Battery power is key to decarbonisation

Powering European ships with batteries, hydrogen or ammonia will be the most efficient way to decarbonise the fleet and require half the amount of renewable electricity that synthetic methane or synthetic diesel will need.
That’s according to sustainable transport group Transport & Environment (T&E), which has published a ‘Roadmap to Decarbonising European Shipping’. The report comes as the EU sets out in its 2050 Decarbonisation Strategy how it will end the use of fossil fuels in shipping, including marine fuel oil and LNG.
Faig Abbasov, shipping officer at T&E, said: “We need progress at international level coupled with practical steps in Europe such as investment in both shore-side charging stations and the production and bunkering infrastructure needed for hydrogen. A zero-emission shipping strategy in the EU would help cut pollution but also give European companies an edge in what will be some of the most important technologies of the future.”
Best solution?
Battery powered ships offer the most efficient and immediate solution to decarbonise short sea voyages within the EU. Longer journeys will ultimately require liquid hydrogen and liquid ammonia produced with zero-emission electricity, found the report.
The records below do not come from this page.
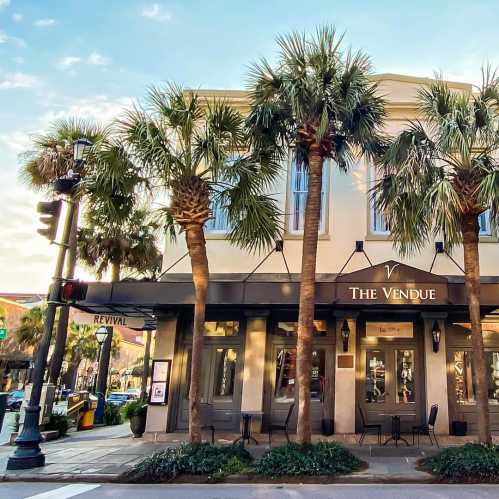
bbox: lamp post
[7,139,92,470]
[93,327,109,393]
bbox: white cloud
[12,13,23,22]
[33,18,56,27]
[58,56,81,69]
[0,130,31,154]
[141,3,171,22]
[0,72,40,90]
[0,30,26,48]
[40,95,135,126]
[87,51,110,66]
[0,0,10,8]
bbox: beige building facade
[76,74,499,437]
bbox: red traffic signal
[61,281,88,302]
[37,200,62,241]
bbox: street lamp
[93,327,109,393]
[73,138,93,167]
[7,140,92,470]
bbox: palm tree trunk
[462,214,491,444]
[49,200,79,385]
[186,224,209,444]
[296,143,323,444]
[140,330,152,402]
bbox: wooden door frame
[355,313,426,432]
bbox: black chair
[358,406,382,446]
[412,404,439,447]
[268,402,295,446]
[200,403,215,444]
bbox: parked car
[126,388,140,400]
[7,390,24,411]
[106,392,133,407]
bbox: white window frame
[287,154,330,235]
[369,165,390,236]
[479,210,492,236]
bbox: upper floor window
[479,210,492,236]
[288,156,329,234]
[205,196,230,233]
[370,166,390,235]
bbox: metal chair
[268,402,295,446]
[412,404,439,447]
[358,406,382,446]
[200,403,215,444]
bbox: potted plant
[123,400,148,438]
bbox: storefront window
[204,321,239,336]
[396,350,415,404]
[275,320,327,337]
[213,348,237,398]
[365,350,385,403]
[454,351,499,405]
[274,348,325,401]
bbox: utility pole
[7,197,76,469]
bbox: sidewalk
[0,426,444,483]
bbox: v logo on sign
[385,263,399,280]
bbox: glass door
[177,344,242,430]
[360,345,422,432]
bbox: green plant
[255,442,362,476]
[122,443,252,483]
[420,443,499,482]
[104,403,123,426]
[122,400,147,420]
[45,411,71,436]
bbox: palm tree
[375,70,499,444]
[63,323,121,391]
[20,118,106,387]
[15,306,47,365]
[119,84,281,443]
[246,26,385,443]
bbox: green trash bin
[0,393,7,434]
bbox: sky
[1,0,499,293]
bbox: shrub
[420,443,499,482]
[45,412,71,436]
[122,443,252,483]
[122,400,147,420]
[255,442,363,476]
[104,403,123,426]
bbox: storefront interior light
[341,319,350,352]
[431,320,441,353]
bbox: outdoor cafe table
[233,411,263,446]
[379,413,415,447]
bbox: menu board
[149,359,172,405]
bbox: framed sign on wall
[149,359,172,405]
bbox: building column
[333,312,358,434]
[421,312,449,435]
[145,314,177,434]
[240,311,268,432]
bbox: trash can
[67,391,98,430]
[0,393,7,433]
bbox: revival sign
[334,260,448,305]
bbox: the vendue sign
[334,260,448,305]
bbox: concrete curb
[0,472,435,485]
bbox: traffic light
[61,280,88,302]
[37,200,62,241]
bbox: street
[1,483,499,499]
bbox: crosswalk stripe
[24,484,101,499]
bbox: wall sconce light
[341,319,350,352]
[431,320,441,353]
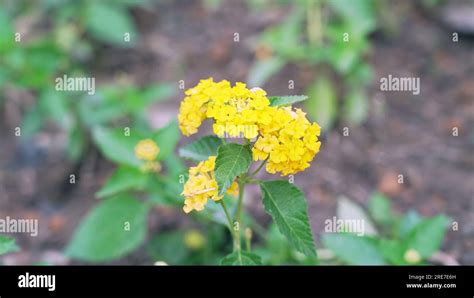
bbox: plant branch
[249,157,268,178]
[219,200,234,238]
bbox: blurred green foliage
[0,0,174,161]
[248,0,376,130]
[321,193,451,265]
[0,0,452,266]
[0,235,20,258]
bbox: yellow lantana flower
[253,107,321,176]
[179,78,322,177]
[135,139,160,161]
[134,139,161,173]
[178,78,272,139]
[182,156,239,213]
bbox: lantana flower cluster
[178,78,271,139]
[253,107,321,175]
[182,156,239,213]
[179,78,321,213]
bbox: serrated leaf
[0,235,19,255]
[322,233,386,265]
[260,181,316,258]
[92,127,143,167]
[179,136,223,162]
[305,77,337,130]
[368,192,393,225]
[153,120,179,161]
[221,251,262,265]
[268,95,308,107]
[214,143,252,195]
[405,215,450,258]
[85,2,138,46]
[66,195,149,262]
[96,166,149,198]
[337,196,377,236]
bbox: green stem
[249,157,268,178]
[219,200,234,237]
[307,0,322,47]
[245,228,252,252]
[233,177,247,252]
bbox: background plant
[0,1,174,161]
[321,193,451,265]
[248,0,377,129]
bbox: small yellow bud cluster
[404,248,422,264]
[182,156,239,213]
[184,229,206,250]
[134,139,162,173]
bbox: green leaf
[337,196,377,236]
[92,127,143,167]
[85,2,138,46]
[18,42,65,88]
[398,210,422,238]
[261,8,306,60]
[21,107,44,137]
[66,123,86,161]
[147,232,188,264]
[96,166,149,198]
[327,41,360,74]
[322,234,386,265]
[153,120,179,161]
[79,95,126,127]
[214,143,252,195]
[0,235,19,255]
[405,215,450,258]
[305,77,338,130]
[247,57,285,87]
[343,89,368,125]
[179,136,222,162]
[268,95,308,107]
[66,195,149,262]
[39,89,70,127]
[378,239,405,264]
[163,154,187,178]
[0,11,14,52]
[260,181,316,257]
[328,0,376,34]
[142,83,175,104]
[368,192,393,225]
[221,251,262,265]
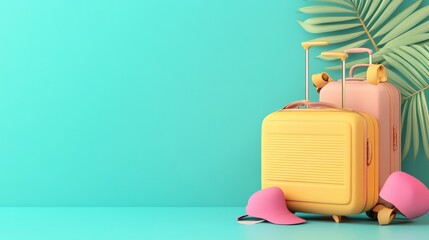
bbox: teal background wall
[0,0,428,206]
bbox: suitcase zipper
[381,83,400,174]
[353,111,369,212]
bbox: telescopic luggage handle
[301,41,329,101]
[321,52,349,108]
[343,47,385,81]
[344,48,373,80]
[344,47,387,85]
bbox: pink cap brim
[265,212,306,225]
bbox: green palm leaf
[300,5,355,14]
[378,5,429,46]
[299,0,429,160]
[311,32,365,44]
[299,0,429,52]
[373,0,422,38]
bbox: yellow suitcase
[261,46,379,222]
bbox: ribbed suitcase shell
[261,108,379,215]
[320,80,401,206]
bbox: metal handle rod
[320,52,348,108]
[301,41,329,102]
[305,49,309,101]
[342,59,346,108]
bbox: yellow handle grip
[321,51,348,61]
[301,41,329,50]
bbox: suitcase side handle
[350,64,370,77]
[282,100,338,110]
[344,48,373,64]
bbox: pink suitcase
[319,48,401,215]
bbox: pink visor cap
[380,171,429,219]
[237,187,306,225]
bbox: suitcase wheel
[365,210,377,219]
[332,215,342,223]
[366,204,386,220]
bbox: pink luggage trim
[344,48,373,55]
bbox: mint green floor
[1,208,428,240]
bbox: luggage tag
[312,72,333,92]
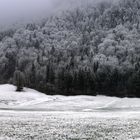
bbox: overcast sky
[0,0,116,26]
[0,0,85,23]
[0,0,53,24]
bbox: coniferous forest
[0,0,140,97]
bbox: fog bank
[0,0,117,27]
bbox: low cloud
[0,0,118,26]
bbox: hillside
[0,0,140,97]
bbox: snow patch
[0,84,140,112]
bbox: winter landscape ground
[0,84,140,140]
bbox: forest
[0,0,140,97]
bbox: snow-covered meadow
[1,111,140,140]
[1,84,140,139]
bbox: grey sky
[0,0,117,26]
[0,0,52,24]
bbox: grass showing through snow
[0,111,140,140]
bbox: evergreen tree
[13,69,25,92]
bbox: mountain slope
[0,0,140,97]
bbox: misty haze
[0,0,91,25]
[0,0,140,140]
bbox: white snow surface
[0,84,140,112]
[0,84,52,107]
[1,84,140,140]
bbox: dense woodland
[0,0,140,97]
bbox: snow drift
[0,84,140,111]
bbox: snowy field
[1,111,140,140]
[1,85,140,139]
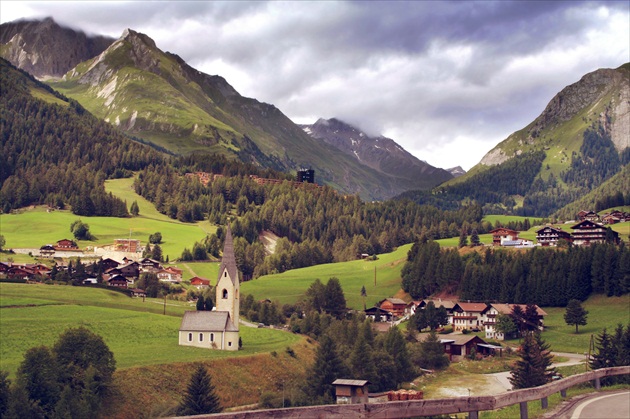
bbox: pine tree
[564,299,588,333]
[458,229,468,248]
[305,334,349,404]
[178,364,222,415]
[130,200,139,216]
[418,330,450,370]
[509,332,555,389]
[470,229,481,247]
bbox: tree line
[402,240,629,306]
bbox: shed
[332,379,370,404]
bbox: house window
[199,333,203,342]
[223,289,228,299]
[210,333,214,342]
[228,341,232,347]
[188,333,192,342]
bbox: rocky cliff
[0,17,114,79]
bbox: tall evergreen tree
[564,299,588,333]
[178,363,222,415]
[305,335,349,404]
[417,330,450,370]
[509,332,555,389]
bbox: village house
[483,303,547,340]
[179,224,239,351]
[118,261,140,278]
[489,228,519,246]
[364,306,394,323]
[115,238,141,253]
[416,299,457,324]
[157,267,183,283]
[129,288,147,298]
[577,210,600,222]
[100,258,121,271]
[39,244,55,257]
[440,334,489,361]
[54,238,79,251]
[106,274,130,288]
[190,276,211,289]
[452,302,487,331]
[139,257,162,272]
[536,225,572,246]
[570,219,618,246]
[378,298,407,318]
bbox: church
[178,224,240,351]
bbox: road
[543,390,630,419]
[489,351,586,392]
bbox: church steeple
[218,223,239,285]
[216,223,239,330]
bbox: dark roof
[332,379,370,387]
[179,311,238,332]
[218,224,239,285]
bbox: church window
[223,289,228,299]
[228,341,232,347]
[210,333,214,342]
[199,333,203,342]
[188,333,192,342]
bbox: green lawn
[541,294,630,354]
[242,244,412,309]
[0,283,301,376]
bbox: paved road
[543,390,630,419]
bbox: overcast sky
[1,1,628,170]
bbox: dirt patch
[259,231,280,255]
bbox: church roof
[179,311,238,332]
[218,224,239,285]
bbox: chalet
[577,210,600,222]
[7,266,34,280]
[54,239,79,251]
[118,261,140,278]
[440,335,488,361]
[100,258,120,271]
[417,299,456,324]
[39,244,55,257]
[452,302,487,331]
[570,220,618,246]
[107,275,130,288]
[26,264,51,276]
[378,298,407,317]
[0,262,9,274]
[139,258,162,272]
[157,267,182,283]
[483,303,546,340]
[190,276,211,289]
[129,288,147,298]
[83,278,98,285]
[365,306,394,322]
[601,210,628,225]
[332,379,370,404]
[115,239,141,253]
[536,226,571,247]
[489,228,518,246]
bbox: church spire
[218,223,239,285]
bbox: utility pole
[163,293,166,315]
[374,266,376,287]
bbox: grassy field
[0,283,302,377]
[541,294,630,354]
[241,243,412,309]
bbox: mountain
[300,118,453,190]
[0,17,114,79]
[446,166,466,178]
[399,64,630,216]
[0,19,443,201]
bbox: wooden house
[118,261,140,278]
[440,335,487,361]
[536,225,571,246]
[365,306,394,322]
[417,299,456,324]
[489,228,518,246]
[54,239,79,250]
[570,220,617,246]
[378,298,407,317]
[107,275,130,288]
[452,302,488,331]
[100,258,120,271]
[139,258,162,272]
[332,379,370,404]
[483,303,547,340]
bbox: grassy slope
[0,177,213,262]
[241,243,412,309]
[0,282,313,415]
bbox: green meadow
[0,283,302,377]
[241,244,412,309]
[0,177,213,262]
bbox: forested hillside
[0,58,163,214]
[133,162,487,278]
[402,240,629,306]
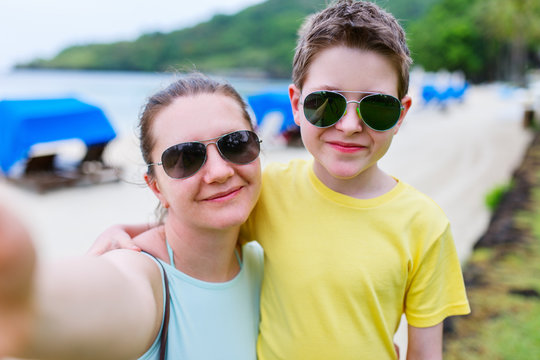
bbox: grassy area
[443,138,540,359]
Powering ships calling at EU ports with a combination of the three would require around 25% additional renewable electricity compared to total EU electricity production today.
Mr Abbasov warned that biofuels can’t be scaled or enforced sustainably and synthetic methane and fossil LNG also run the risk of methane leakage.
T&E said that further investment in gas bunkering infrastructure would lock EU countries into using LNG.